Available Exemptions from the Federal Proxy Rules for Proxy Advisory Firms
As a general proposition, the business of proxy advisory firms would subject them to compliance with the federal proxy rules, as the SEC ordinarily considers the furnishing of proxy voting advice to be a “solicitation” subject to the rules. However, an exemption is available under Rule 14a-2(b)(1) of the Exchange Act to a proxy advisory firm that only distributes reports providing voting recommendations to its client without soliciting the power to act as a proxy for the client. The exemption is not available for a proxy advisory firm offering a service that allows the client to establish, in advance of receiving proxy materials for a particular shareholder meeting, general guidelines or policies that the proxy advisory firm will apply to vote on behalf of the client.
If the exemption provided by 14a-2(b)(1) is not available, then a separate exemption under Rule 14a-2(b)(3) may be available. That rule exempts the furnishing of proxy voting advice by a proxy advisor to another person with whom a business relationship exists, subject to certain conditions, namely that the proxy advisor:
gives financial advice in the ordinary course of business,
discloses to the client any significant relationship with the company or any of its affiliates, or with a security holder proponent of the matter on which advice is given, as well as any material interests of the proxy advisor in that matter,
receives no special commission or remuneration for furnishing the advice from any person other than the client and others who receive similar advice, and
does not furnish the advice on behalf of any person soliciting proxies or on behalf of a participant in a contested election.

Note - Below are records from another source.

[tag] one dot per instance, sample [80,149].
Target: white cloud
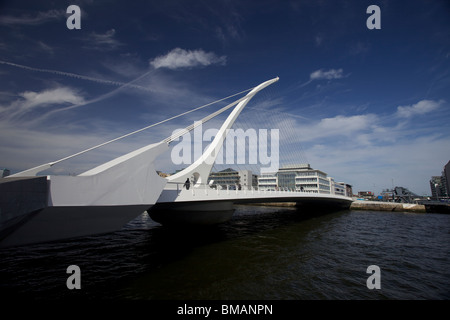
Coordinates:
[39,18]
[103,41]
[180,58]
[339,126]
[421,107]
[328,75]
[29,100]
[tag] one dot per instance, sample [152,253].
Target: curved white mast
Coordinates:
[201,168]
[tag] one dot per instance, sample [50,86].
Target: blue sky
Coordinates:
[369,107]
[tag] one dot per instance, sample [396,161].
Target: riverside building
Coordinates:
[301,177]
[230,178]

Materiality Standard for Disclosure by the Proxy Advisory Firm
In determining whether its relationship with the company or a security holder proponent is “significant,” or whether it has any “material” interest in the matter that is the subject of the voting recommendation, SLB No. 20 requires a proxy advisory firm relying on the Rule 14a-2(b)(3) exemption to consider certain factors. These would include, at a minimum, an evaluation of the type of service being provided in the particular instance, the compensation involved, and the nature of the voting recommendation as it relates to the company and the shareholders. If the knowledge of a particular interest or relationship could reasonably be expected to affect the voting decision of the client receiving the advice, then the interest or relationship is assumed to be material. If material, the advisory firm must disclose the conflict in sufficient detail to enable the client to grasp the nature and degree of the conflict and how it might potentially affect the proxy advisory firm’s voting recommendation.
Provision of Disclosure by the Proxy Advisory Firm
SLB No. 20 makes clear that boilerplate disclosures of proxy advisory firm conflicts are insufficient, even when accompanied by a statement that additional information will be provided on request of the client. Instead, the disclosure must be adequate enough to allow the client to comprehend its impact at the time of receipt of the voting recommendation. However, such disclosure need not be made publicly and may be made in a private communication with the client.